China’s massive rural-urban migration: the dark side

According to the National Bureau of Statistics in China, the Chinese urban population consists of more than 50% of the total population now. A brief overview of this issue is here.

This topic has been going on in China for quite some time. When People’s Republic of China was founded in 1949, urban residents made up a mere 20% of the aggregate population. That was bounded to the poor economic conditions. During these years, however, the cities boosted while rural areas stay poor, in every way. The rural population flood into cities to find better-paid jobs and better education for their children.

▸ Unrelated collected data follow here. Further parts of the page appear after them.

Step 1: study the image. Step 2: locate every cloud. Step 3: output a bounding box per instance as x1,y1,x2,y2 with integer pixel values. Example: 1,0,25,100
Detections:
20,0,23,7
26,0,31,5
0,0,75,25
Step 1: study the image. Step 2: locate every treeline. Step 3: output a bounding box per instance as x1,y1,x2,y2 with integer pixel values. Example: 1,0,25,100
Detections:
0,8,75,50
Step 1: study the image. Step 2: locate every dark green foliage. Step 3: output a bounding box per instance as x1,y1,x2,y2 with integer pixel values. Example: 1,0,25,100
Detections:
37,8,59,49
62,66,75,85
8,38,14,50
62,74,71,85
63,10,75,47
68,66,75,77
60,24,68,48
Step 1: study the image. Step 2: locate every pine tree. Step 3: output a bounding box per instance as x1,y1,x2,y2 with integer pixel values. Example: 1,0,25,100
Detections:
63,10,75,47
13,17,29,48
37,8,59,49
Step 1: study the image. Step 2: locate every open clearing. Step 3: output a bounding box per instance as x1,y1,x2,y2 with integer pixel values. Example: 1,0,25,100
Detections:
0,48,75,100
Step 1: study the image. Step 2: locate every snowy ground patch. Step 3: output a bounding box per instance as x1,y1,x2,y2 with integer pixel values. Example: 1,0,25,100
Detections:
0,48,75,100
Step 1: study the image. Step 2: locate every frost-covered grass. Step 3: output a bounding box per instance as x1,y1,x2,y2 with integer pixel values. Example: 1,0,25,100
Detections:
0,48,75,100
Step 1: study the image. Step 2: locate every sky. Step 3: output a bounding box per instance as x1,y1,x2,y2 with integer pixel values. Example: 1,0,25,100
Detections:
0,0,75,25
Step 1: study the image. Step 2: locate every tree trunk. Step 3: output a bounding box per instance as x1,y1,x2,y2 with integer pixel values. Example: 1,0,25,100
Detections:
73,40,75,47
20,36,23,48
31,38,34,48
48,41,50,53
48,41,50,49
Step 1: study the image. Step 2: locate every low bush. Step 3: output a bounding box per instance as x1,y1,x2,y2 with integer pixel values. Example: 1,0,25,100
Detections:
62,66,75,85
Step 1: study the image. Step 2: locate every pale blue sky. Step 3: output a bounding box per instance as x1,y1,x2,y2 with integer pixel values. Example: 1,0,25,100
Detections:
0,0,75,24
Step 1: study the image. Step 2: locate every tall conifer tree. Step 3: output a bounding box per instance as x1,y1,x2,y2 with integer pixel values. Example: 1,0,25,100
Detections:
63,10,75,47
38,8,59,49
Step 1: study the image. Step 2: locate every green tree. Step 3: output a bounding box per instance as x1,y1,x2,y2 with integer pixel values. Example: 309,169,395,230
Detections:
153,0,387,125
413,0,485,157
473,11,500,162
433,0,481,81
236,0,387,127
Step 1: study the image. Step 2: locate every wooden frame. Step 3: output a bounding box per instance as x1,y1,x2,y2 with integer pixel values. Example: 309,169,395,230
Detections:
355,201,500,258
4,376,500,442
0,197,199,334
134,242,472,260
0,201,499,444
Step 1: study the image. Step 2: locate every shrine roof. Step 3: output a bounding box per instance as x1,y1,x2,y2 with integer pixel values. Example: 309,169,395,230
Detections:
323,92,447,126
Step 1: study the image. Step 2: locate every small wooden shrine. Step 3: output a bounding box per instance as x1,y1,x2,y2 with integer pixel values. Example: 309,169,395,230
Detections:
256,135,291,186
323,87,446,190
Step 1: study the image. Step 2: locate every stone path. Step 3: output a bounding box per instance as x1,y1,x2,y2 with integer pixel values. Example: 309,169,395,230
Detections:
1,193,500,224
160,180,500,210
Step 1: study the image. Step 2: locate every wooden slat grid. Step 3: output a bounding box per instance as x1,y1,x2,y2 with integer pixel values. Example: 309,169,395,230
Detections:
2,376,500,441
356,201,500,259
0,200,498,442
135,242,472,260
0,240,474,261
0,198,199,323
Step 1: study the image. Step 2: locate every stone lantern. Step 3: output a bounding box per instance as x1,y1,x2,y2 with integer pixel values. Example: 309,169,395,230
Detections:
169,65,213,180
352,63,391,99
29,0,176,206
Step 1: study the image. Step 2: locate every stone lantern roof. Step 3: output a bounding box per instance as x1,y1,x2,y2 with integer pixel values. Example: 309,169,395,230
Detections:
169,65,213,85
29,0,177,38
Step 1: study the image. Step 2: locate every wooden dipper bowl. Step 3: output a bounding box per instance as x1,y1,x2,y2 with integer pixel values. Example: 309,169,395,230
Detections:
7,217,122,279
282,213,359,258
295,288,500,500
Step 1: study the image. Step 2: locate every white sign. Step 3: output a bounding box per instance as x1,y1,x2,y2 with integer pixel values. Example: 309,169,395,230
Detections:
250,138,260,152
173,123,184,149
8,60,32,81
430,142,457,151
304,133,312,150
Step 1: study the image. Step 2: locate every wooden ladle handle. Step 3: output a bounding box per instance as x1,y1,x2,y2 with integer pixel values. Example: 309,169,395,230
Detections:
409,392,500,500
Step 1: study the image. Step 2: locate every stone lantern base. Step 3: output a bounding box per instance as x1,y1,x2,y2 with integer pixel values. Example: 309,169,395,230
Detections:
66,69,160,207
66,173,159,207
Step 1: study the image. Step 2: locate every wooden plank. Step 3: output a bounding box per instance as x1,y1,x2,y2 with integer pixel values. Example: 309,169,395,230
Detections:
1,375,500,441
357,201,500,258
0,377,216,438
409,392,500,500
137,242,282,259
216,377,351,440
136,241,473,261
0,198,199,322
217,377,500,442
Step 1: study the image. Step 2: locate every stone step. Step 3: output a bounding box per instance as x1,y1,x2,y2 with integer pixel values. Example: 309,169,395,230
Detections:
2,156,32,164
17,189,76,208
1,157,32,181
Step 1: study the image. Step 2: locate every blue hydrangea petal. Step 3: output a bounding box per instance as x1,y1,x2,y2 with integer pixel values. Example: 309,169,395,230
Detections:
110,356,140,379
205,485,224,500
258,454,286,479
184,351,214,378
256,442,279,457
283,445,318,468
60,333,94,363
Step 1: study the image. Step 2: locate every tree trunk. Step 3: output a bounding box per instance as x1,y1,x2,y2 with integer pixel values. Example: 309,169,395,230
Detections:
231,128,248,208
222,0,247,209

Accompanying the drastically increasing migration are the intensifying social conflicts and lack of infrastructure for the poor in cities. The Chinese government has constructed “public housing” to relieve the migrants’ pressure to buy property, but those low-price housing has been controlled by the upper class who have relationships with officials. The poor are still living in shattered areas in cities. Migrant workers face difficulties even in terms of income. Very few of the migrant workers can get their wages on time.

Education for the youth is another problem. Although schools admit children of migrant workers’, they have to pay much more tuition fees. In some cities, schools specially catering to migrated children are set up. But they often cannot compare to other schools in terms of resources and teaching.

The migrants are finding their ways in the cities, but many are not successful. Mr. Han Zheng, mayor of Shanghai, promised to “encourage and guide the migrant population’s involvement in community affairs, enrich their cultural life and show our genuine care to them.” But this is hardly achievable without guarantee of basic living standards.